I've only ridden it once, so I'm trying to keep my eye open. It might just be that I've had riser bars on every other bike I've owned so it's what I'm used to.


----------



## RYNO311 (Mar 28, 2012)

Ok, after ripping the meat off myknuckles twice this week, I cut down my bars. They are now 720mm. So far so good.


----------



## beer_coffee_water (Mar 1, 2011)

mavandy17 said:


> I've only ridden it once, so I'm trying to keep my eye open. It might just be that I've had riser bars on every other bike I've owned so it's what I'm used to.

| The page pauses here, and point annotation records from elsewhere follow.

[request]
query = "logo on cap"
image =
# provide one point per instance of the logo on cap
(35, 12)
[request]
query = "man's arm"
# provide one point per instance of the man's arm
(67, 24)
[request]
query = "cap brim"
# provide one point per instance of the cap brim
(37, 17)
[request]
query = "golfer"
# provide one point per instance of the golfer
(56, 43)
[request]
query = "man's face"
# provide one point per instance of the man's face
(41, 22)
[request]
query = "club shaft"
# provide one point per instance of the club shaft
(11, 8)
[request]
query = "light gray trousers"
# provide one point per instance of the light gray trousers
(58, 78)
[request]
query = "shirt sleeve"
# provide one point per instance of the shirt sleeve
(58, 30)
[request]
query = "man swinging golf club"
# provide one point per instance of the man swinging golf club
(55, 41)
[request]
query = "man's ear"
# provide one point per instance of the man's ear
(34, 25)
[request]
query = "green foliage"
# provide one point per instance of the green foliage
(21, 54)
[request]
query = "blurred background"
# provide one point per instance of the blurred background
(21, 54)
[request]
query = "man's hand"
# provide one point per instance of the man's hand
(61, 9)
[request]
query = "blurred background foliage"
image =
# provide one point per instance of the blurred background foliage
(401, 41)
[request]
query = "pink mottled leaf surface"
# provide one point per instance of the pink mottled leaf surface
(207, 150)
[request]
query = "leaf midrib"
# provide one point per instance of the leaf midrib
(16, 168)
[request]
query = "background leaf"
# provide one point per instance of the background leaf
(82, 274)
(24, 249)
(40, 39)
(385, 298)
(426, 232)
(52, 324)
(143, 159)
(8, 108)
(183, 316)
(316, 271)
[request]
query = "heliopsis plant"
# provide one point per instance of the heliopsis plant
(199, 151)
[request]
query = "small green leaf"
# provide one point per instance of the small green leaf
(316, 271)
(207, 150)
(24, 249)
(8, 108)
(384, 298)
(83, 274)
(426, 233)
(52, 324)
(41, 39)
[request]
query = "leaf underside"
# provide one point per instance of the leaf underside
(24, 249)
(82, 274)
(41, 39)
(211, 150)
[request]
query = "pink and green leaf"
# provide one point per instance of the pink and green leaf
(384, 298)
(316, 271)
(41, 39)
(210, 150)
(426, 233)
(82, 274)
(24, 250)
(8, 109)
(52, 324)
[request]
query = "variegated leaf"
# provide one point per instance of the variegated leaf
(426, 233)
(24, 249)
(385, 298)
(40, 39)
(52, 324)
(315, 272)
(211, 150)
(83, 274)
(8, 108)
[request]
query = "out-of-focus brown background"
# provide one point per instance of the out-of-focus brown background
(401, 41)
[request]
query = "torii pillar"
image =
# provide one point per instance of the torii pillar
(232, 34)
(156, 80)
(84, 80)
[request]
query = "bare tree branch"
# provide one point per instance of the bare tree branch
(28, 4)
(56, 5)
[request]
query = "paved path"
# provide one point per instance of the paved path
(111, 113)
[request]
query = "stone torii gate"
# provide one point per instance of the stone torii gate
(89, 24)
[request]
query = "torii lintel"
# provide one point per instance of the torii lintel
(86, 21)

I have an '11 GF/Trek, I couldn't finish the test ride with the Bigsweep bars. I had the shop change them out to a bar they had on hand so I could really enjoy the bike. I am 5'9" on a 17.5 with two Raceface risers bars to choose from: Atlas FR at 750mm 1/2" rise or SIXC at 725mm 3/4" rise. I generally ride the SIXC with my current setup. It all boils do to personal preference.


----------



## lcd550 (Mar 15, 2007)

@ RYNO311...Congrats on the Trek X Cal!!!

I picked one up in March and I definitely love it! I alternate between my 29er and my (26er '06 GT iDrive 5 FS) and like the 29er HT better!


----------



## RYNO311 (Mar 28, 2012)

lcd550 said:


> @ RYNO311...Congrats on the Trek X Cal!!!
> 
> I picked one up in March and I definitely love it! I alternate between my 29er and my (26er '06 GT iDrive 5 FS) and like the 29er HT better!


Thanks man! I love it so far!


----------